Le suicide, pathologie de la décision ?
Dans Le Mythe de Sisyphe, Albert Camus annonce que la seule question importante pour l'homme est de savoir s'il faut ou non se suicider. Camus faisait le constat de l'absurdité du monde, pour envisager le suicide comme solution logique devant l'absence d'issue et de sens. Dans un second temps, il développait sa « philosophie de l'action », aboutissant à la conclusion que l'homme peut donner du sens à son existence à travers l'action. Au terme de cette réflexion, il proposait l'idée que le suicide est un « mauvais choix », qui survient lorsqu'on a perdu de vue la possibilité d'agir en toute liberté. Aujourd'hui, des expériences psychologiques réalisées par notre équipe semblent indiquer que les gens qui se suicident échouent plus que la moyenne dans des tests de choix où il faut évaluer les risques et les avantages de plusieurs décisions possibles. À quoi est due cette difficulté de choisir ? Avant de démêler cette question, évoquons dans ses grandes lignes la question préoccupante du suicide.
Les conduites suicidaires se définissent comme un ensemble hétérogène d'actes ayant en commun une « certaine intention de mourir ». Ainsi le spectre des conduites suicidaires s'étend des gestes ayant pour objet la volonté d'alerter son entourage sur un problème dont on ne trouve pas la solution à des gestes intentionnels et létaux dont le sujet réchappe par chance, et au suicide abouti. Étudier le suicide et tenter de comprendre comment certaines personnes peuvent « en arriver là », c'est étudier l'ensemble de ces comportements.

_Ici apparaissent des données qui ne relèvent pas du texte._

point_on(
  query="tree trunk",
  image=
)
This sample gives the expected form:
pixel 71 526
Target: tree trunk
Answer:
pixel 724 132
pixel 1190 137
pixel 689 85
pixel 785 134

Lorsqu'on demande à une personne ayant survécu à un acte suicidaire (personne que nous appellerons suicidant) les raisons de son geste, cette personne invoque bien souvent des conflits familiaux, des difficultés conjugales, des soucis d'argent, etc. Tous ces problèmes de la vie quotidienne ont une importance capitale dans le déclenchement de l'acte suicidaire. Cependant, suffisent-ils à expliquer un geste d'une telle gravité ?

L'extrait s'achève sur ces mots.